[Date Prev][Date Next][Thread Prev][Thread Next][Date Index][Thread Index]
Re: Bison lexer
From: |
Hans Åberg |
Subject: |
Re: Bison lexer |
Date: |
Fri, 31 Aug 2018 23:39:37 +0200 |
> On 31 Aug 2018, at 22:26, Frank Heckenbach <address@hidden> wrote:
>
> Hans Åberg wrote:
>
>>> For a start, I didn't have very good experience communicating with
>>> Flex maintainer(s?) who seemed rather nonchalant WRT gcc warnings
>>> etc. in the generated code, so over the years I'd been adjusting
>>> various warning-suppression gcc options or doing dirty #define
>>> tricks to avoid warnings, or sometimes even post-processing the
>>> generated lexer with sed.
>>
>> GCC 8.2 uses C17 as default.
>
> I haven't used gcc-8 yet, but how is this relevant? If anything, I
> expect newer gcc versions to produce more warnings (usually useful)
> which flex might also suffer from.
Maybe the Flex lexers errors is due to using C89 to compile it or something.

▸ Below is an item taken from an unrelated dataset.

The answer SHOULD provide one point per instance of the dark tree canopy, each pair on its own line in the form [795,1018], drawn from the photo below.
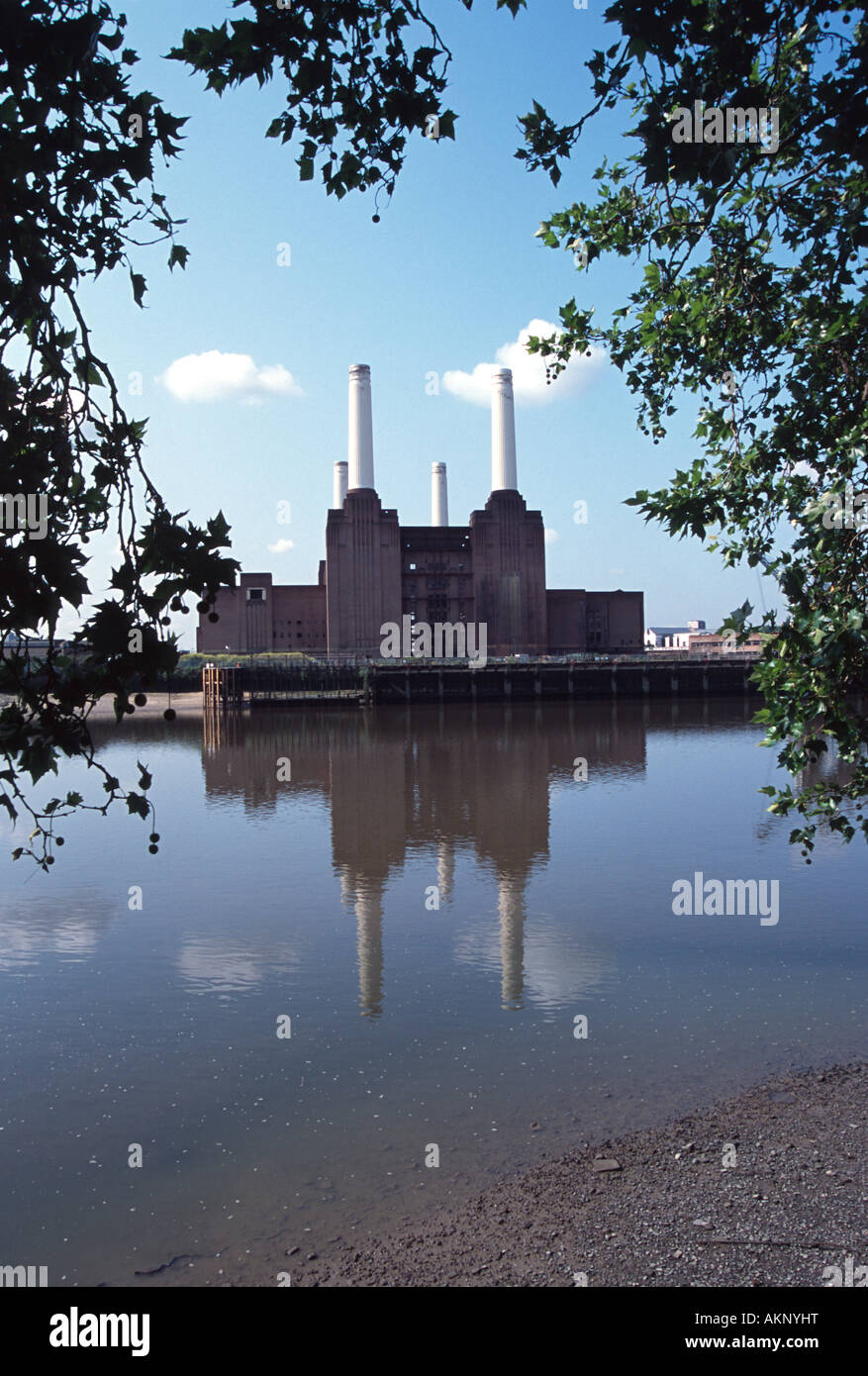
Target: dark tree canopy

>>> But the final straw was when, after changing to C++ Bison, I wanted
>>> to switch to C++ Flex too and found this beautiful comment:
>>>
>>> /* The c++ scanner is a mess. The FlexLexer.h header file relies on the
>>> * following macro. This is required in order to pass the
>>> c++-multiple-scanners
>>> * test in the regression suite. We get reports that it breaks
>>> inheritance.
>>> * We will address this in a future release of flex, or omit the C++
>>> scanner
>>> * altogether. */
>>
>> It has been like that since the 1990s, I believe.
>
> Even better! :(
>
> Especially since C++ in the 1990s was totally different from modern
> C++, so I have no idea if anything of this comment is still
> relevant, or maybe even more relevant, today compared to then.
Indeed, very old.
> Lesson (as if anyone was listening): Always put a date on such
> messages.
Probably just a hack, never actually developed.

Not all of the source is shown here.